Kışa uydu, bütün yapraklarını döküp çıplak kaldı.
Bu kışkırtıcılık değil midir?
Giderek dalları serçelere genel ev oldu!
Bu sabah:
“ Sizde hiç mi utanma yok?” dedim.
“ Gözümün önünde yapmadığınız edepsizlik kalmıyor?”
Dişi olduğunu sandığım birisi, karşıma geçip kanat gerdi:
“ Bizim saklımız gizlimiz yok!” dedi.
“ Gayrimeşru bir davranış da yapmıyoruz. Siz insanlara benzemeyiz biz.

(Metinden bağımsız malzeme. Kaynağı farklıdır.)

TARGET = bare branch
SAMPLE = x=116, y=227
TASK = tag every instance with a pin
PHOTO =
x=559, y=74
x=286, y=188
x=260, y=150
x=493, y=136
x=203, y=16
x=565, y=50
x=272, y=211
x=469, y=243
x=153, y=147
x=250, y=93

Evimizde eşimiz beklerken, başka dişileri
n peşinden koşmayız!”
Bilmiş kuş, n’olacak!
Özellikle dişileri fazla eğitmemek gerekiyor!
Bu yüzden ülkemizdeki bütün köy okullarını kapattık.
Gücü olan ilçeye gider okur, olmayan bakir kalır!
Bilmem kaç yüz tane öğretmen kadro olmadığı için evde oturuyormuş.
Otursunlar bakalım!
Bunların her biri düzenimizin düşmanı.
Çocuklar milli ekonomi, artı değer, falan filan bilecekler de ulema mı olacaklar?
İki lokma ekmek bir hırka, otursunlar oturdukları yerde.
Yarın gidecekleri cennette her türlü varlık onları bekliyor.
Dünya denen bu gelip geçici diyar, bir aldatmaca.
Asıl olan öteki dünya!
Üstelik orada odalar dolusu avrat ile fıçılar dolusu kevser şarabı da bizi bekliyor!